迦陵頻伽──ことだまのこゑ

手猿樂師•嵐悳江が見た浮世を気ままに語る。

ピリ辛印な陽気。

2018-07-14 23:43:49 | 浮世見聞記
朝、起床して窓を開けた瞬間、

「こらアカン……」

と、窓を閉める。

朝にしてこの熱気、とても普通ではない。

窓からの日射しをカーテンで遮断し、冷房を目いっぱいに稼働させて、今日は読書に充てることにする。

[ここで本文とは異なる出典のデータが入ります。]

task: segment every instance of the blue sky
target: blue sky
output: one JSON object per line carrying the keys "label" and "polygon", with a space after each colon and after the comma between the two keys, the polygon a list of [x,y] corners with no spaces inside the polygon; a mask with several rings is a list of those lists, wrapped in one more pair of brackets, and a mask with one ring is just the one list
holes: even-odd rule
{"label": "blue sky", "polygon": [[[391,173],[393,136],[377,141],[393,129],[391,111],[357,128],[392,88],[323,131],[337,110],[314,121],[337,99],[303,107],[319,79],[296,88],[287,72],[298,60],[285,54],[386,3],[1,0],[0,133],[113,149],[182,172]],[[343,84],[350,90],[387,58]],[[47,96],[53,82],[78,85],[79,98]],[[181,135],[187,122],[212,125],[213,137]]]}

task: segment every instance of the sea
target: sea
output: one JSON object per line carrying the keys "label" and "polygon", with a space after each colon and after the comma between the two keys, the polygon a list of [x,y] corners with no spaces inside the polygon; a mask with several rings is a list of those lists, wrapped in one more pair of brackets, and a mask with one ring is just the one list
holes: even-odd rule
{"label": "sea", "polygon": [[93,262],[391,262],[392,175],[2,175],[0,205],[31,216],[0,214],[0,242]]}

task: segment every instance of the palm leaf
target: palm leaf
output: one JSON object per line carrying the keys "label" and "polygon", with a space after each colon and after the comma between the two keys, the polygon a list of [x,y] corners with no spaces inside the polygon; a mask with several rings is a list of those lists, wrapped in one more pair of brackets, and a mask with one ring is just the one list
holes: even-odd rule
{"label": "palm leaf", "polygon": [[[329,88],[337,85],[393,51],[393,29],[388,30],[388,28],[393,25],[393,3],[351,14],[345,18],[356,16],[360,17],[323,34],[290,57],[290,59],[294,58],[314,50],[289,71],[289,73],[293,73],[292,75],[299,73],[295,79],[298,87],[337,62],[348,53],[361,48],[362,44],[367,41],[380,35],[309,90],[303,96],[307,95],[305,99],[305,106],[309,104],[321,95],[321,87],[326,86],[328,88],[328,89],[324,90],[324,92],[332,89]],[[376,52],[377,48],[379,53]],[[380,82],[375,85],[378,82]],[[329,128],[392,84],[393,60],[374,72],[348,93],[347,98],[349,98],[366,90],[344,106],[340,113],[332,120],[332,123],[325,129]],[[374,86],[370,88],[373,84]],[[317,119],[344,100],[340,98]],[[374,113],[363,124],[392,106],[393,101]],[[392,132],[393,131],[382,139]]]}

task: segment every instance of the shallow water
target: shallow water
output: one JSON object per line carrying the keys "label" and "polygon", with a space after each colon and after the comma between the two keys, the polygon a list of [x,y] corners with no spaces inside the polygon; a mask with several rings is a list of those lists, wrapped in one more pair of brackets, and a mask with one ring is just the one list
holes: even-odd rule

読む速度より、新古書店や古書街で気になった本を買ひ求める速度のはうが速いため、今では買ひ控へなくてはならないほど、押し入れには未読本が溜まってしまってゐる。

「あの本が早く欲しいから、はやくこの本を読んでしまわう……」

すっかりそんな調子である。


それにしても、新刊本の書店には、すっかり足が向かなくなってしまった。

月末に発売される鉄道専門誌へ目を通しに──“読む”ではない──、ちょっと行く程度だ。

理由は、

現在の新刊本に、

読みたいと思ふしろものが、

無いからだ。

「今とりあへず売れればいい」といった意図が見え見えの、いかにも軽薄で場当たり的なしろものばかりが並んでゐるやうでは、足が向かなくなるも自然の理。

そんなものは週刊誌で充分である。


いつの頃やらん、学歴の無い僻地出の大部屋役者が、その劣等感を補完のつもりにや、浮世を知る窓として週刊誌を愛読してゐると豪語してゐる様に、「しょせんその程度の知恵か……」と哀れに思ったものだが、そこにも當世の出版文化の程が、浮き彫りになってゐる。


當今の出版不況は、出版屋みずからの知恵の無さにも、一因がある。



──と、憎まれ口をきいてゐるうちに、はや夕暮れ。



少し散歩に出やうと道に立ったが、休日のこの時間は行楽帰りの人々がゾロリゾロリと歩いてゐるはずなれど、全国で1000人以上が熱中症で倒れ、うち一人が亡くなったと云ふ今日は、さすがに人影もない

まだ歩いてもいないうちから、渋扇を持つ手がじっとりと汗ばんできた。


──明日の予定が、はや決まった。